The other day I came across another article reminding us of how retiring baby boomers are sure to be selling stocks for a long time to come, possibly driving prices down. I scanned it quickly to see if it had any actual new evidence but apart from mentioning a Federal Reserve study it was the same as usual.
What if the worst comes to pass and the stock market actually declines for 20 to 30 years, or crashes and stays flat for that long? That would be a big win for me! To clarify that, I don’t plan to hold anything back from my investments and may be taking income periodically from my portfolio well before 30 years from now. So it’s not just that it would be a better price to buy at. But this could still be a good thing. Why is that?

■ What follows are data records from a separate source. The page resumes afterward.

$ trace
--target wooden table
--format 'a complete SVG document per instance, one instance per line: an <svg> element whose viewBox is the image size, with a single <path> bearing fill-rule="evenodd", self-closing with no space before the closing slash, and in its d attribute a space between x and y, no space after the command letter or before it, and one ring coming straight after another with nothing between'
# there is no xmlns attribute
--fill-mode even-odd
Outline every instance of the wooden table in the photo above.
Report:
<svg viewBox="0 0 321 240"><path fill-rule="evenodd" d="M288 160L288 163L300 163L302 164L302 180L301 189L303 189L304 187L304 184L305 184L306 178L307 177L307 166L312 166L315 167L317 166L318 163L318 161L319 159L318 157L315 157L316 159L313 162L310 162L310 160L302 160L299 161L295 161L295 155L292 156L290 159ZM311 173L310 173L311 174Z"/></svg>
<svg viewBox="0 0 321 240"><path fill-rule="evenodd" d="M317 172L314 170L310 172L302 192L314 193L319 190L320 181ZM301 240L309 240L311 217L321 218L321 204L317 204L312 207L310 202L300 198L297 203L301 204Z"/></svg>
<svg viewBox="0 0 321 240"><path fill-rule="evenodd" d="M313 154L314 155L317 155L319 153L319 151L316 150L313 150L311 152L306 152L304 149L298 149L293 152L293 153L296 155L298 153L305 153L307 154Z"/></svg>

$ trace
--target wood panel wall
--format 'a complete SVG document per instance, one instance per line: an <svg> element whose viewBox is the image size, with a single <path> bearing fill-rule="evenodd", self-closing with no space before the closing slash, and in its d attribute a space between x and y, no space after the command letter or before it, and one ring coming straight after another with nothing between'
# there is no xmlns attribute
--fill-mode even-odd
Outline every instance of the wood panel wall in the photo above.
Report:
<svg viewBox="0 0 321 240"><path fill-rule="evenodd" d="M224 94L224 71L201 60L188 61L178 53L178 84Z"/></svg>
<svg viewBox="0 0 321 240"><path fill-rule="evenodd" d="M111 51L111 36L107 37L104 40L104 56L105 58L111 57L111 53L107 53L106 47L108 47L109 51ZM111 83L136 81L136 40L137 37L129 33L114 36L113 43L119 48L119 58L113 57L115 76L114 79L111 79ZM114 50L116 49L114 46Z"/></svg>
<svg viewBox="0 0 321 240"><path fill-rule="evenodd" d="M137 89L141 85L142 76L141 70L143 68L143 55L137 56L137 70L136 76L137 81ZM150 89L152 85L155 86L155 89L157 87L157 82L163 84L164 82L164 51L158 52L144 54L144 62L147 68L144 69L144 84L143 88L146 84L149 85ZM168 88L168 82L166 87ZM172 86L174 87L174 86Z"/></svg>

Imagine a broad market index with a dividend yield over 5%. Imagine that you get paid in cash every month for holding hundreds of stocks without having to analyze them. Not only that, but you can re-invest it (when you aren’t taking the income) to buy more of the same stocks with the same dividend, giving you compounding income that you can see every month. I would imagine the earnings yield would still be well above the dividends, which would lead to good appreciation potential once buyers overpowered sellers again. This sounds like a dream, being able to really invest and not “send out distress signals and scan the horizon for Ben Bernanke”, as another article this week put it.
There are a number of reliable sources pointing out the potential downward pressures of the boomer effect, although there are many others who point to reasons it may not affect the market. Two of the main reasons given are that with long retirements and large portfolios baby boomers will be keeping their stocks for a long time and even leaving some as inheritances, while at the same time growing young investor classes in emerging markets will be buying more of our assets. The first reason does make sense and many could slow down their spending if they can’t all sell their stocks at once. The second reason will likely take longer to play out than some people expect, but could eventually be a force.
The market could go down, which would be good, and it could go up, which would be good. The news reports, focused on repeating the experience of 1985-2000 without thinking about why it happened, often ignore a lot of real opportunities. Eventually they will report on what’s successful in the new market 20 years after it happens. I’m not saying that investing in stocks can’t fail. If they stay at their current levels for 30 years that might be the worst outcome. But as long as the business environment continues to improve there is a lot of potential regardless of where the market mood swings may go in 30 days or 30 years.